COMING THROUGH
ALMOST TWO DECADES INTO A CHAMELEONIC CAREER, TO LESLIE’S OSCAR NOMINATION HAS CATAPULTED ANDREA RISEBOROUGH TO CENTRE STAGE. WE MEET HER IN THE MIDST OF A DEFINING MOMENT
WORDS OLLY RICHARDS
Andrea Riseborough, photographed exclusively for Empire at Big Sky Studios, London, on 26 January 2023.
PHOTOGRAPHY ZOE McCONNELL
ANDREA RISEBOROUGH WAS AS SURPRISED AS YOU WERE WHEN HER NAME WAS AMONG THE NOMINEES FOR THIS YEAR’S BEST ACTRESS OSCAR. AT THE BEGINNING OF JANUARY, ALMOST NOBODY HAD EVEN HEARD OF HER FILM.
In To Leslie, she gives the best performance of her career, as a lottery winner who loses it all and becomes a homeless alcoholic. Released last year, it was ignored at the box office and not even part of the awards-season conversation, until Riseborough and the film’s director, Michael Morris, enlisted notable celebrities — Kate Winslet, Edward Norton, Jane Fonda, Laura Dern and more — to spread the word for a film that made just $27,000 worldwide. The result was the biggest Oscar-nomination surprise in memory.
Riseborough’s appearance on the shortlist couldn’t have been predicted before January, but such recognition is long overdue: this is far from the first incredible performance by one of the most versatile actors working today. Since the start of her screen career in 2005, she’s disappeared into roles — from Birdman to Matilda The Musical to Mandy to Oblivion, she is never the same twice.
We met her in London, two days after the Oscar nominations were announced, to talk about the unlikely triumph of To Leslie and why Riseborough decided to stop being Britain’s most underrated actor and take the spotlight.
Congratulations on the nomination. How’s it feeling?

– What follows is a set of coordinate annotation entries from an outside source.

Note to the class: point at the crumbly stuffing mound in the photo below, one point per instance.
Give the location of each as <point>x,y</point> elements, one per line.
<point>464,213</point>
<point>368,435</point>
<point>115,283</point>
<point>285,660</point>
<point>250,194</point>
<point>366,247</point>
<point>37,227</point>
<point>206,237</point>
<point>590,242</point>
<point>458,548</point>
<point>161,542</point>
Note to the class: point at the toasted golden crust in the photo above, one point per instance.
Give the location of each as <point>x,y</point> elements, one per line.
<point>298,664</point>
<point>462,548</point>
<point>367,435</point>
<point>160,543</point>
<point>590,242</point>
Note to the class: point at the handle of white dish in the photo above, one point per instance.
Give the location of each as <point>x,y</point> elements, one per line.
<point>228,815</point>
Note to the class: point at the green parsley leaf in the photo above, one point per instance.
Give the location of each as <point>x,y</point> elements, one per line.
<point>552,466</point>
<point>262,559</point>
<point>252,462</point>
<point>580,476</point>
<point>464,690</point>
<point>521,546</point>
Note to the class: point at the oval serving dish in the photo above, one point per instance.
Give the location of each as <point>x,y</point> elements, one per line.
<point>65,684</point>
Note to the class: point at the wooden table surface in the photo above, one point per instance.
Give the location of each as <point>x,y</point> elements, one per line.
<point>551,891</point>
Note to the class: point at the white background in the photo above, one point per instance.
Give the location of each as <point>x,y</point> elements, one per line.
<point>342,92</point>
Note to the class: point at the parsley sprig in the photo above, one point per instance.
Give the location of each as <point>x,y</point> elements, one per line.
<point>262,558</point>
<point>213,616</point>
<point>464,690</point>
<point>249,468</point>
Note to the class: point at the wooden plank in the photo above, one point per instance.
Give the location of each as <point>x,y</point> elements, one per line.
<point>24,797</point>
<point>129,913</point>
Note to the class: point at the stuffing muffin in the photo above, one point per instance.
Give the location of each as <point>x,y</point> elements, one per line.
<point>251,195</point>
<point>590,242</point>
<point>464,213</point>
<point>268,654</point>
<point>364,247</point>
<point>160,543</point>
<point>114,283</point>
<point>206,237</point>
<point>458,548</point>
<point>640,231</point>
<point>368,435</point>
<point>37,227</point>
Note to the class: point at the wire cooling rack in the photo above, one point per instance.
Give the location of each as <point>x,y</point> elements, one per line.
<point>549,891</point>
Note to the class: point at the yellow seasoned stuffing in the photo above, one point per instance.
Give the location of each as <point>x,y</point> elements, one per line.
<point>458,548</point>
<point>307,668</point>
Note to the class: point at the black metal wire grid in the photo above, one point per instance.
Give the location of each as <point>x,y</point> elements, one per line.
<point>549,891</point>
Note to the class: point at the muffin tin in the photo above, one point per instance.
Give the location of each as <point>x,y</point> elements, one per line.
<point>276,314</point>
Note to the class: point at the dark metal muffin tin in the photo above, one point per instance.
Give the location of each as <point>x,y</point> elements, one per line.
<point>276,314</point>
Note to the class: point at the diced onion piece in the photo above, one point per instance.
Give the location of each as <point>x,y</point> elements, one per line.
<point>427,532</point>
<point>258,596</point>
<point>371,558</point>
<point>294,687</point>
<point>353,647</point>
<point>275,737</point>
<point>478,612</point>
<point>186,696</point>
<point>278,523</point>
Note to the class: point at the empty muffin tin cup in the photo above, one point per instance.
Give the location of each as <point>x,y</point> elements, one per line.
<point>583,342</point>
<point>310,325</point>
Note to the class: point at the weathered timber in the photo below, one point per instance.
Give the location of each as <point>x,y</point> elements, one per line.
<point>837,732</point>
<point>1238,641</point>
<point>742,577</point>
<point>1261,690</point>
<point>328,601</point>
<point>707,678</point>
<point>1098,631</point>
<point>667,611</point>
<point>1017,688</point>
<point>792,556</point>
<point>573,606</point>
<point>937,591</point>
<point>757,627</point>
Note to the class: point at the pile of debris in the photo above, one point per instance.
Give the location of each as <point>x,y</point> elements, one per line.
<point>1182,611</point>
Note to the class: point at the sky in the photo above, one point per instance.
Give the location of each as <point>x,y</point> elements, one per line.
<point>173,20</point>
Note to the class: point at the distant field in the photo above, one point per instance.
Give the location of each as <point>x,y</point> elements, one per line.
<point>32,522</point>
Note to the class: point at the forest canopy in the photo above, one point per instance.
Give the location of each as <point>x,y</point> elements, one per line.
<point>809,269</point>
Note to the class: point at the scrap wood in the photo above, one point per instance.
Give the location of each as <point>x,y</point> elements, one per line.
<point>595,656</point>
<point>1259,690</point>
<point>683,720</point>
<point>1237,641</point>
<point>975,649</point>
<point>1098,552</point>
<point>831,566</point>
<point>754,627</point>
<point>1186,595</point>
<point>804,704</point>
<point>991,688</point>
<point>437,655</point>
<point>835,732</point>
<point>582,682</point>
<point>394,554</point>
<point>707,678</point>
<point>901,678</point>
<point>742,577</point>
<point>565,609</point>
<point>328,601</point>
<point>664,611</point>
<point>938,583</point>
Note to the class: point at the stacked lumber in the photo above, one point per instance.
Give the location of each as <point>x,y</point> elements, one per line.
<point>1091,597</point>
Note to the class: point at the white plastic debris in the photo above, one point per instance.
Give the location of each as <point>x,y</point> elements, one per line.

Wonderful. The day that it happened, [her partner] Karim said something to me that didn’t really sink in at the time: So many more people are going to see [2020’s] Luxor. So many more people are going to see [2022’s] Please Baby Please. [2018’s] Nancy. [2021’s] Here Before. It made me so happy. The day of finding out was so odd, because it was such a surprise. The second day was like finding it out all over again. Then the third day was realising how much this will mean for a lot of people and for a lot of films that were shot in about 19 days.